First Kiss?

1.2K 117 740
                                    

Pov: George.

Gdy tylko wszedłem do swojego mieszkania, padłem na łóżko i ściągnąłem z siebie marynarkę i koszulę. Wyciągnąłem telefon z kieszeni spodni, w celu sprawdzenia czy nikt do mnie przypadkiem nie napisał.

Okazało się, że moja dziewczyna mi odpisała na wiadomość o której zapomniałem.

____________________________________
Nora.

Hej, jak tam?
11:21

Hej kochanie! U mnie dobrze,
A u ciebie co słychać?
12:07

Jest ok.
15:20

_____________________________________

Gdy tylko jej odpisałem, zająłem się sprzątaniem. Nie mieszkałem tam nawet tygodnia, a syf który zrobiłem, wyglądał tak, jakbym nie sprzątał tam rok.



Gdy tylko skończyłem sprzątać, usłyszałem pukanie do drzwi. Pomyślałem, że to Clay, więc szybko pobiegłem aby mu otworzyć.

- Cześć, jesteś gotowy? - Spytał Blondyn.

- Oh, właśnie tak nie bardzo. Wejdź proszę do środka. - Uśmiechnąłem się.

Na co chłopak początkowo nie chciał wchodzić mojego mieszkania, i mówił że poczeka na zewnątrz.

- Kurwa, mówię wejdź. Jeszcze chwilę mnie zejdzie, nie będziesz stał jak ten debil na korytarzu. -

- Aż tak bardzo chcesz, abym wszedł do środka? - Zaśmiał się, po czym postawił nogę w przedsionku.

Zamknąłem drzwi, cicho śmiejąc się pod nosem.

- Usiądź przy stole, ja tylko dokończę sprzątanie, i jeszcze się przebiorę. - Powiedziałem.

Blondyn przytaknął, i zaczął przeglądać swój telefon. Gdy ja już ostatecznie skończyłem sprzątać mieszkanie, oznajmiłem Clay'owi, że idę się przebrać.

Założyłem czarny, luźny podkoszulek, i do tego szare dresy. Mimo, iż był październik, było naprawdę ciepło.

Gdy wyszedłem już z sypialni, chłopak stał na korytarzu, i opierał się o ścianę naprzeciwko drzwi mojego pokoju.
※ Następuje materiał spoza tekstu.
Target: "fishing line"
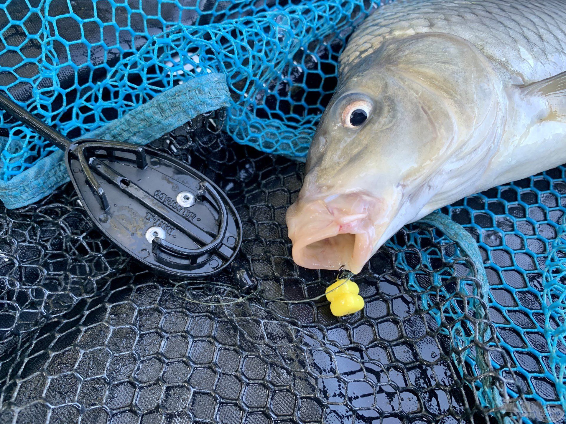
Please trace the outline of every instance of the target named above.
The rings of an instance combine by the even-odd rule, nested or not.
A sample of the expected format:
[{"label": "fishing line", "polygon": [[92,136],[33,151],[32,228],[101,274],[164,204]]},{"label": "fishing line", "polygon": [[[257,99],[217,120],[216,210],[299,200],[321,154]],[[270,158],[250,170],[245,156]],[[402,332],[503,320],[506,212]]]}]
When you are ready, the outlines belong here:
[{"label": "fishing line", "polygon": [[[268,299],[268,298],[265,298],[264,297],[261,297],[260,296],[258,296],[258,297],[260,297],[260,298],[263,299],[263,300],[269,301],[272,301],[272,302],[279,302],[279,303],[284,303],[284,304],[304,303],[305,302],[311,302],[311,301],[316,301],[316,300],[318,300],[321,299],[323,297],[325,297],[327,294],[332,293],[332,292],[333,292],[333,291],[335,291],[336,290],[337,290],[343,284],[345,284],[349,280],[351,279],[351,278],[354,276],[354,274],[353,272],[350,272],[349,271],[345,271],[344,270],[344,265],[342,265],[342,266],[341,266],[338,269],[338,274],[337,274],[337,275],[336,276],[336,281],[338,281],[340,280],[344,280],[344,281],[341,283],[340,283],[337,286],[336,286],[336,287],[335,287],[334,288],[333,288],[332,290],[329,291],[328,292],[323,293],[321,293],[320,295],[319,295],[318,296],[315,296],[314,297],[311,297],[311,298],[307,298],[307,299],[301,299],[301,300],[281,300],[280,299]],[[179,287],[180,285],[182,285],[184,283],[185,283],[185,282],[181,282],[177,283],[177,284],[175,284],[174,286],[173,286],[173,291],[175,291],[175,292],[178,292],[177,295],[179,297],[181,297],[181,298],[183,299],[184,300],[186,300],[186,301],[187,301],[188,302],[191,302],[192,303],[198,304],[199,305],[205,305],[207,306],[224,306],[224,305],[233,305],[234,304],[240,303],[241,302],[243,302],[243,301],[247,300],[247,299],[250,298],[250,297],[252,297],[252,296],[255,296],[255,295],[259,293],[260,292],[261,292],[264,288],[264,287],[259,287],[257,289],[256,289],[255,290],[254,290],[254,291],[252,291],[250,294],[246,295],[245,296],[242,297],[242,296],[241,296],[237,299],[235,299],[234,300],[231,300],[231,301],[228,301],[228,302],[203,302],[203,301],[201,301],[200,300],[196,300],[196,299],[193,299],[193,298],[191,298],[190,297],[187,297],[187,296],[185,296],[183,294],[180,294],[180,293],[178,293],[178,292],[181,292],[181,291],[178,288]],[[228,286],[226,284],[222,284],[221,283],[220,285],[223,285],[223,286],[224,286],[224,287],[225,287],[226,288],[228,288],[229,289],[229,288],[229,288],[229,286]],[[181,293],[182,293],[182,292],[181,292]],[[215,296],[221,296],[222,295],[212,295],[211,296],[211,297]]]}]

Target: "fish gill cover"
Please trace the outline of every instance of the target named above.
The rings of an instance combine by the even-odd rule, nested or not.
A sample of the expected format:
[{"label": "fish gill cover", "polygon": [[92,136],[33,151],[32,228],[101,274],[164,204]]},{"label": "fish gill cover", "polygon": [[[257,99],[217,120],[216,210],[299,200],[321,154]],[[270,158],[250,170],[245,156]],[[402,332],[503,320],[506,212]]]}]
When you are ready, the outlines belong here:
[{"label": "fish gill cover", "polygon": [[[93,228],[68,184],[1,206],[0,422],[564,421],[554,365],[566,349],[548,343],[563,319],[542,297],[563,168],[444,208],[478,243],[485,277],[458,243],[411,224],[355,278],[365,309],[337,318],[321,296],[336,275],[293,263],[284,217],[303,166],[231,140],[303,157],[345,40],[377,6],[297,3],[0,5],[0,83],[70,137],[197,74],[228,75],[225,115],[152,145],[226,192],[245,229],[238,266],[257,284],[153,275]],[[54,151],[1,127],[6,183]]]}]

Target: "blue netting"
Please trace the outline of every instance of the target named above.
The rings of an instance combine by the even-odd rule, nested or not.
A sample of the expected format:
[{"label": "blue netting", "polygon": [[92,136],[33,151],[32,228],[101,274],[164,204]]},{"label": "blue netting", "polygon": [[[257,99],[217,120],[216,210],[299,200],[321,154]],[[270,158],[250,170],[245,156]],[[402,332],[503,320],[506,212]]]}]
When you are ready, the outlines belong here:
[{"label": "blue netting", "polygon": [[543,274],[542,299],[544,335],[550,365],[556,378],[556,392],[566,409],[566,226],[561,226]]},{"label": "blue netting", "polygon": [[[334,90],[345,38],[372,7],[363,0],[25,2],[0,5],[0,83],[68,136],[213,71],[228,76],[234,139],[297,157]],[[2,120],[0,128],[8,136],[4,181],[55,149],[20,125]]]}]

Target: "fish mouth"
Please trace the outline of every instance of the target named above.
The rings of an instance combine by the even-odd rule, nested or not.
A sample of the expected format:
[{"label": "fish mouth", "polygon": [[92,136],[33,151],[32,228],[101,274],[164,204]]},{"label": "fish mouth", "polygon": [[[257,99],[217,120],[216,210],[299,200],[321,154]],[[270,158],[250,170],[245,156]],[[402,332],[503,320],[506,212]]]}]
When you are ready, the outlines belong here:
[{"label": "fish mouth", "polygon": [[359,194],[331,200],[299,200],[287,211],[293,258],[310,269],[359,272],[373,253],[376,240],[376,201]]}]

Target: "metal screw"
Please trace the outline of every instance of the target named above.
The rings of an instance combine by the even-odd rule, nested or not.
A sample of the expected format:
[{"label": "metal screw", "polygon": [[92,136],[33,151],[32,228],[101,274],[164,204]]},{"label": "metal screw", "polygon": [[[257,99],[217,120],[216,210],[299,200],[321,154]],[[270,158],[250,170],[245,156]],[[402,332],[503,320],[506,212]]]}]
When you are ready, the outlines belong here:
[{"label": "metal screw", "polygon": [[160,239],[165,238],[165,230],[161,227],[151,227],[145,232],[145,239],[150,243],[153,242],[153,239],[158,237]]},{"label": "metal screw", "polygon": [[177,194],[177,201],[183,207],[190,207],[196,201],[195,195],[191,192],[181,192]]}]

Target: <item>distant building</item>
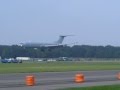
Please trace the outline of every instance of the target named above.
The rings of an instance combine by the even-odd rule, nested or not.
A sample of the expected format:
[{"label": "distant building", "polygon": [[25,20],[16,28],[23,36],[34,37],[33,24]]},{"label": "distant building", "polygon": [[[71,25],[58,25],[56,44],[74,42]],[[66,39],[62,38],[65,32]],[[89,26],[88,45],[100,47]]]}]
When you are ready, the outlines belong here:
[{"label": "distant building", "polygon": [[27,61],[30,60],[30,57],[16,57],[17,60]]}]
- Daj mi jeszcze chwilę, muszę włosy ułożyć. - Chwyciłem za klamkę od drzwi do łazienki.

- Japierdole, z tobą gorzej niż z babą. Tu musisz dokończyć sprzątać, ubierasz się kurwa pół godziny, a teraz jeszcze włosy musi sobie pani ułożyć. - Zaśmiał się.

- I chuj ci do tego, ile się szykuje. - Odpowiedziałem.

Słyszałem jeszcze przez chwilę jak Blondyn dalej się śmieje, traciłem do niego cierpliwość.

Gdy już skończyłem układać włosy, wziąłem z sobą telefon i klucze, i razem z Blondynem wyszliśmy na korytarz.

Zamknąłem drzwi, i razem weszliśmy do windy. Najpierw wszedłem ja, i Stanąłem naprzeciwko lustra dużego lustra, a za mną stanął Clay.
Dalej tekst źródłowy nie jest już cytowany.